Elevated serum testosterone levels greater than 200 ng/dL are diagnostic of an adrenal and ovarian tumour . DHEAS and dexamethasone suppression tests are used if the tumor cannot be located and the adrenal cause of hyperandrogenism is to be ruled out. In our patient the testosterone level was not very high and the DHEAS was normal. Ulrasonogrphy, CT scanning, and MRI of the pelvic will help in making the clinical diagnosis. In our case routine ultrasound detected the pelvic mass and MRI suggested that it had malignant features.
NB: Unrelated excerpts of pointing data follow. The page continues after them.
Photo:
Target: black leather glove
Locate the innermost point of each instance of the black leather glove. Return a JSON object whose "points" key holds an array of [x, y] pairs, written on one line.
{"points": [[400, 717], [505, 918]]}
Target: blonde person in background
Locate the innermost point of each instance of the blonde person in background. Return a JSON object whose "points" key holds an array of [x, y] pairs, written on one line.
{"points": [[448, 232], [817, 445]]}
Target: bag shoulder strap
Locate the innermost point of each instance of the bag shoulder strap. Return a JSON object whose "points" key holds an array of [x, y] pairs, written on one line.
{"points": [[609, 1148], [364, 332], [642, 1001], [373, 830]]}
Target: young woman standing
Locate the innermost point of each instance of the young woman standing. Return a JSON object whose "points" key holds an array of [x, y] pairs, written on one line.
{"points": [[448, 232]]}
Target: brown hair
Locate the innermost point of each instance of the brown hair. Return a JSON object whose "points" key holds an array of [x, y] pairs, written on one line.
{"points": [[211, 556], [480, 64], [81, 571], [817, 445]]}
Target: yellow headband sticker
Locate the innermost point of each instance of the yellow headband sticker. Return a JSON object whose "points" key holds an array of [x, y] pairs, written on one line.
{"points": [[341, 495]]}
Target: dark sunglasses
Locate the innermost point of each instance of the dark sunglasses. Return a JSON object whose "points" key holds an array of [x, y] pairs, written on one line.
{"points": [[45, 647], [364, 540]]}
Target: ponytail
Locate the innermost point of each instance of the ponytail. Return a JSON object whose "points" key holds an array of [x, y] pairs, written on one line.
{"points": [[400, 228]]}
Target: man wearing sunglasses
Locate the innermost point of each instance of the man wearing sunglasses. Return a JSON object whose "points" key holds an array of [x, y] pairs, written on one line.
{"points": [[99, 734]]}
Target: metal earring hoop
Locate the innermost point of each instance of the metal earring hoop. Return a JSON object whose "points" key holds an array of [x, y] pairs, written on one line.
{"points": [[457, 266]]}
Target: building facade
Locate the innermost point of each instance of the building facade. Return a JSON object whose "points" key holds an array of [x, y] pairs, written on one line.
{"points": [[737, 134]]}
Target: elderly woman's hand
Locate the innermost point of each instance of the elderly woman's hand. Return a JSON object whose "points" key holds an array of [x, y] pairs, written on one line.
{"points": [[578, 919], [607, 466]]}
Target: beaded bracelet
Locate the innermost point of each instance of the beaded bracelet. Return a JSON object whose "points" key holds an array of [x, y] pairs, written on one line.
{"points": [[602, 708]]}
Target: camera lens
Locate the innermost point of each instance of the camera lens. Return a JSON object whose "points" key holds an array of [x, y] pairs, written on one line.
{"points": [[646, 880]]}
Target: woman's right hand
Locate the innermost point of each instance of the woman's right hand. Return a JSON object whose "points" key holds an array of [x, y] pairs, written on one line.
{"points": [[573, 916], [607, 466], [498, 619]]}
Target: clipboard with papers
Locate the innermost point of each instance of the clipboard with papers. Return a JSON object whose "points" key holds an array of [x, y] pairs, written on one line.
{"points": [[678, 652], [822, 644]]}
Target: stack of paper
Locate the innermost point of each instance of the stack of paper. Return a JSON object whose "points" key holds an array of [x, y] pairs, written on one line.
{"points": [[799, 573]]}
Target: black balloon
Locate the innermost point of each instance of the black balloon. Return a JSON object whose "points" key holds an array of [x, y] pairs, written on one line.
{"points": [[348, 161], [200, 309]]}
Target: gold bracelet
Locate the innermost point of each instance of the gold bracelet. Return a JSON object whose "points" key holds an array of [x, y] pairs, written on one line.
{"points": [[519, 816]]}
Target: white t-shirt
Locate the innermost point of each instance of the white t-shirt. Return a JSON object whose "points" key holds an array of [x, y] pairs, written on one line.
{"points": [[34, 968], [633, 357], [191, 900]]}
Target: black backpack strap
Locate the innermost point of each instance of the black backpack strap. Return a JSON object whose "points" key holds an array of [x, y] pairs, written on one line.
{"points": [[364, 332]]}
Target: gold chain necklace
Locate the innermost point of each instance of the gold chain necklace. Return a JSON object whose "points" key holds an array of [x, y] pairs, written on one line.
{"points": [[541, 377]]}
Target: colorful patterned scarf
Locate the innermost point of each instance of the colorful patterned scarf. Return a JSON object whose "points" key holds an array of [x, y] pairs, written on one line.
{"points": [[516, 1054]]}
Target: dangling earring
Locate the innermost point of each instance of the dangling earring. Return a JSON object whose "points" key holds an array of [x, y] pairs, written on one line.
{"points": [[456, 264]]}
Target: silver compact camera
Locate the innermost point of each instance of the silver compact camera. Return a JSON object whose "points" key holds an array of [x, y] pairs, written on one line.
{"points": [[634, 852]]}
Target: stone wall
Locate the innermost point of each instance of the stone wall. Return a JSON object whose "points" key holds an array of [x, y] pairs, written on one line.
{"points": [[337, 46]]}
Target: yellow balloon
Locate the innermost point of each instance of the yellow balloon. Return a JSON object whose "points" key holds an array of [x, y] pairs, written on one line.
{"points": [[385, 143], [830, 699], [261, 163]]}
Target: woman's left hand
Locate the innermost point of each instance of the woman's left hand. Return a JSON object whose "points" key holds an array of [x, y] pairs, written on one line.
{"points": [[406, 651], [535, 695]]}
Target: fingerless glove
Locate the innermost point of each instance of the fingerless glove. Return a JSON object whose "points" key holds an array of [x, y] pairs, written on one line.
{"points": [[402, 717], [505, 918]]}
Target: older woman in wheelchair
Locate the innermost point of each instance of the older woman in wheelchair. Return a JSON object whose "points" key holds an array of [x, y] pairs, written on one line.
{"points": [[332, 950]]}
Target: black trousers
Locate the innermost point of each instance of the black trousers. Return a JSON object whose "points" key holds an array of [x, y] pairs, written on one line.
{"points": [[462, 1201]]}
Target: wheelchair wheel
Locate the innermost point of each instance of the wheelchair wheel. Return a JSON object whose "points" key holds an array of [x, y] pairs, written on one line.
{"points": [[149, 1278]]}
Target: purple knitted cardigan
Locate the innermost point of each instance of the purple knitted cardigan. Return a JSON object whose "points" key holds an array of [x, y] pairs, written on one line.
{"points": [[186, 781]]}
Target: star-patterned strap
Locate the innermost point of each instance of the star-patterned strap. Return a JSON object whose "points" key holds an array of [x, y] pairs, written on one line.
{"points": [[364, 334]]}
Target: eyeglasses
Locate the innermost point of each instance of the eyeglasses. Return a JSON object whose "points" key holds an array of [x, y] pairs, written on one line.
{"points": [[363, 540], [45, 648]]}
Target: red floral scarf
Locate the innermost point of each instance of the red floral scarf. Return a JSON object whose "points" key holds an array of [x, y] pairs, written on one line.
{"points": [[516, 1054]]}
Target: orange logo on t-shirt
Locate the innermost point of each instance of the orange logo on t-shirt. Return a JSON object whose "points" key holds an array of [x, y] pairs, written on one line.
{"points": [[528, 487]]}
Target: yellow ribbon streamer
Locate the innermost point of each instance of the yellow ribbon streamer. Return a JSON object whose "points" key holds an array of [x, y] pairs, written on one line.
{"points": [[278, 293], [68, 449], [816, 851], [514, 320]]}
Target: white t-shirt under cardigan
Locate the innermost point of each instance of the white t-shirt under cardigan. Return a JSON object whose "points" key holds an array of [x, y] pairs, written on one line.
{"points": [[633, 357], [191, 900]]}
The important prognostic factors for Sertoli-Leydig cell tumours are age of patient, degree of differentiation and stage of the tumor . These tumors are considered to be of unknown malignant potential. Malignant potential as given by Young and Scully  is none in a well-differentiated tumor, about 11% in the intermediate types, 59% in poorly differentiated tumors, and about 19% in tumors with heterologous elements. As these tumors are mostly unilateral, conservative treatment with unilateral salpingo-oophorectomy and evaluation of the contralateral ovary is recommended in reproductive age patients. For patients who have completed their families, hysterectomy and bilateral salpingo-oophorectomy is appropriate. For patient with poorly differentiated or advanced tumors, postoperative chemotherapy is recommended. In our patient the histopathology of tumor showed intermediate to poorly differentiated Sertoli-Leydig cell but the patient completely refused staging surgery or chemotherapy.
Follow-up after removal of the tumor should be done every 3 months during the first year, every 4 months during the second year, every 6 months during the third year, and annually thereafter for the rest of their lives . As most recurrences occur within 36 months but are also known to occur as late as 35 years, lifelong follow-up is mandatory . During follow up visits a detailed history, examination, serum testosterone levels and ultrasound of the abdomen and pelvis are recommended. Inhibin is a characteristic immune histochemical marker for Sertoli-Leydig cell tumors that serves to differentiate testicular sex cord stromal tumors from germ cell tumors . Serum inhibin can be used as a tumor marker for following the recurrence of disease [8,9].
Sertoli-Leydig cell tumor is a rare gonadal tumor of the sex cord-stromal type. Clinically, patients present with signs of defeminization followed by masculinization. Treatment options consist of surgery with or without chemotherapy based on age, stage of the tumor and degree of differentiation. In our case the patient refused the above management and had spontaneous conceptions with successful outcome. She still needs to be followed up clinically and with tumor marker, inhibin.
No potential conflict of interest relevant to this article was reported.